The Optional[X] ban above applies to return types only. Argument types that genuinely may be None (e.g., rag_engine: Optional[Any] = None, pre_tool_callback: Optional[Callable] = None) remain allowed; they describe a caller choice, not a runtime failure of this function.

Cross-thread safety

Result and ErrorInfo are @dataclass(frozen=True) and therefore thread-safe by immutability. The with_error() / with_errors() / with_data() methods produce new instances (no mutation), matching the project's "no shared mutable state across threads" invariant.

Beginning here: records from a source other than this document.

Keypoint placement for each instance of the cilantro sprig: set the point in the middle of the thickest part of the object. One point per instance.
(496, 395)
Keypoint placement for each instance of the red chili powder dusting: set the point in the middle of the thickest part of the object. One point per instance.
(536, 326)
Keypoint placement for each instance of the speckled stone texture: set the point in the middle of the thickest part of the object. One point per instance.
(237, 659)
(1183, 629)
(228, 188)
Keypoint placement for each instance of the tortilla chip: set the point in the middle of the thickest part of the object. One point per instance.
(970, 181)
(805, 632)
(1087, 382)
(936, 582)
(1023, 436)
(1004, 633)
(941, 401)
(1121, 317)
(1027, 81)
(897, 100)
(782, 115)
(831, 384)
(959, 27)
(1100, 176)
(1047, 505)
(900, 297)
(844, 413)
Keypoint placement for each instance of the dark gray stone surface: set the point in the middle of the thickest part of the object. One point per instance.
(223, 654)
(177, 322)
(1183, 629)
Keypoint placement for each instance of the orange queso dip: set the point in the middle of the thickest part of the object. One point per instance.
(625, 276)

Deprecation warnings use warnings.warn(..., stacklevel=2) which is thread-safe.


When to Use This Convention

Use it for:

  • New public APIs (any function that can fail at runtime and the caller might care).
  • New internal functions where the caller benefits from knowing the failure (vs. just propagating None).

Don't use it for:

  • Constructors (__init__) that fail with programmer errors (use assert or raise for these).
  • Trivial getters that can't fail (get_name() -> str doesn't need a Result).
  • Performance-critical hot paths where the overhead of the dataclass allocation is measurable (rare; benchmark first).

Migration Playbook

When converting existing code:

  1. Identify the Optional[X] return type or the raise statement.
  2. Define a Result dataclass (or use the existing one) with data: X and errors: list[ErrorInfo].
  3. Replace None returns with Result(data=NIL_X, errors=[...]) or Result(data=zero_value, errors=[...]).
  4. Replace raise X with return Result(data=zero_value, errors=[ErrorInfo(kind=..., message=...)]).
  5. Update the caller to check result.errors instead of is None / try/except.
  6. Add a test that verifies both the success and failure paths return the right Result.

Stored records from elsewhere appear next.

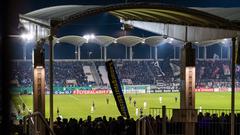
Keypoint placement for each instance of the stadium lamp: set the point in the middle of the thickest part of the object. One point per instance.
(89, 36)
(27, 36)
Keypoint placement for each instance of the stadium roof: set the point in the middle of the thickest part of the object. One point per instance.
(152, 12)
(184, 24)
(128, 40)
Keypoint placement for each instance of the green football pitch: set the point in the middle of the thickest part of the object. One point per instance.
(79, 106)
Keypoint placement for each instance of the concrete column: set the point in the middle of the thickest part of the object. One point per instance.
(174, 52)
(79, 52)
(130, 53)
(221, 53)
(229, 53)
(198, 52)
(125, 52)
(156, 55)
(205, 52)
(24, 52)
(101, 52)
(76, 52)
(105, 53)
(150, 52)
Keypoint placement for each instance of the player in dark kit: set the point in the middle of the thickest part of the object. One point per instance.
(141, 112)
(134, 103)
(130, 99)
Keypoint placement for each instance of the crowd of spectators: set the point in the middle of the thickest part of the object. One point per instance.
(207, 124)
(139, 72)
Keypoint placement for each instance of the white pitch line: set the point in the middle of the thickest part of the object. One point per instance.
(74, 97)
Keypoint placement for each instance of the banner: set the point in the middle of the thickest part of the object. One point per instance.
(116, 89)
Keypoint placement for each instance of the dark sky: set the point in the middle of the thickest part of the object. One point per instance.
(98, 27)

Deprecation: ai_client.send()ai_client.send_result()

The public ai_client.send() is marked @deprecated (via typing_extensions.deprecated, the Python 3.11+ backport of @warnings.deprecated). It still works for backward compat but emits a DeprecationWarning at runtime. New code MUST use ai_client.send_result().

  • send_result(...) -> Result[str, ErrorInfo] — the new public API.
  • send(...) -> strdeprecated. Returns str for backward compat; errors are logged to the comms log but not returned.
  • Removal timeline: public_api_migration_20260606 follow-up track.

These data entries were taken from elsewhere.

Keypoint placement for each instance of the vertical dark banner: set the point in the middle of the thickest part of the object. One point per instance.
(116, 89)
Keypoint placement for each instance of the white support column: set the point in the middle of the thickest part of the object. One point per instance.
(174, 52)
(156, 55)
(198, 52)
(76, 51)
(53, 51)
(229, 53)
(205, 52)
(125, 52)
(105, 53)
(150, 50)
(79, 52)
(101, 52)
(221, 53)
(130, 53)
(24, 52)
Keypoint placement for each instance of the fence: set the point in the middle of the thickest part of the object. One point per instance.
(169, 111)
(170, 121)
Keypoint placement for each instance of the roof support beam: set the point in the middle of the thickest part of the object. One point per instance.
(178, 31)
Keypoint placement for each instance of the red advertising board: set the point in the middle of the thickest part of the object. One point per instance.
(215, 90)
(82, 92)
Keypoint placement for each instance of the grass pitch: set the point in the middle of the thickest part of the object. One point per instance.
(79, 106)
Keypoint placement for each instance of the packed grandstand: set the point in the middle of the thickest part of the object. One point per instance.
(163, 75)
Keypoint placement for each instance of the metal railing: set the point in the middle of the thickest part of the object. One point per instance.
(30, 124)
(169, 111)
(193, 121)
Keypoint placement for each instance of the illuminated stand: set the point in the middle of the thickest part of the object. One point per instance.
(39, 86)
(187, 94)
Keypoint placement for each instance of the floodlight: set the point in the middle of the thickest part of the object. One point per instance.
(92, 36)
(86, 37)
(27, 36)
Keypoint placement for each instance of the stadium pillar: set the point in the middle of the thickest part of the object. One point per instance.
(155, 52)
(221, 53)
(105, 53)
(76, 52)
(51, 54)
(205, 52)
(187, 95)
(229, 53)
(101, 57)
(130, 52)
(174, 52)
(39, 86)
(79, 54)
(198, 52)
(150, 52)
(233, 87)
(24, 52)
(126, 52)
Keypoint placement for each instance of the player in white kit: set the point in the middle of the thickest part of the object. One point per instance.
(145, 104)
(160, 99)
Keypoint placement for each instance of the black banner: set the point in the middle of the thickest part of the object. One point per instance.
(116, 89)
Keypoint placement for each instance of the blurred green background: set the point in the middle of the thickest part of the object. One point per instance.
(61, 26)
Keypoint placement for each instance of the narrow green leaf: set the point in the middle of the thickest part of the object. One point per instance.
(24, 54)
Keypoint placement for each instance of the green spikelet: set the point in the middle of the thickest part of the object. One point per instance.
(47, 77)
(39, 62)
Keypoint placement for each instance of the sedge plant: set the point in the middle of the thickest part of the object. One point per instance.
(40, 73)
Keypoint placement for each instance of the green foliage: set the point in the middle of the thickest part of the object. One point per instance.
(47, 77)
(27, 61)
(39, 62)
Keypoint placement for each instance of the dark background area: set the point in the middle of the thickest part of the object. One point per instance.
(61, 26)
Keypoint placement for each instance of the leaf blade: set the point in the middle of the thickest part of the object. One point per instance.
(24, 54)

The deprecation warning is cached per call site (Python's __warningregistry__) to avoid log spam. tests/conftest.py adds a filterwarnings entry to silence the warning during the transition; new tests for the new API should assert the warning is NOT emitted by send_result().


See Also

  • conductor/tracks/data_oriented_error_handling_20260606/spec.md — the spec that established this convention.
  • docs/guide_ai_client.md "Data-Oriented Error Handling (Fleury Pattern)" — the in-context guide for the provider layer.
  • docs/guide_mcp_client.md "Data-Oriented Error Handling (Fleury Pattern)" — the in-context guide for the MCP tool layer.
  • conductor/code_styleguides/data_oriented_design.md (added 2026-06-12) — the canonical Data-Oriented Design (DOD) reference; this track is the canonical application of DOD to error handling ("errors are data, not control flow").
  • conductor/code_styleguides/agent_memory_dimensions.md (added 2026-06-12) — the 4-dim memory model; the knowledge harvest TDD protocol in workflow.md uses this track's Result pattern.
  • docs/guide_rag.md "Data-Oriented Error Handling (Fleury Pattern)" — the in-context guide for the RAG engine.
  • Ryan Fleury's original article — the philosophical foundation.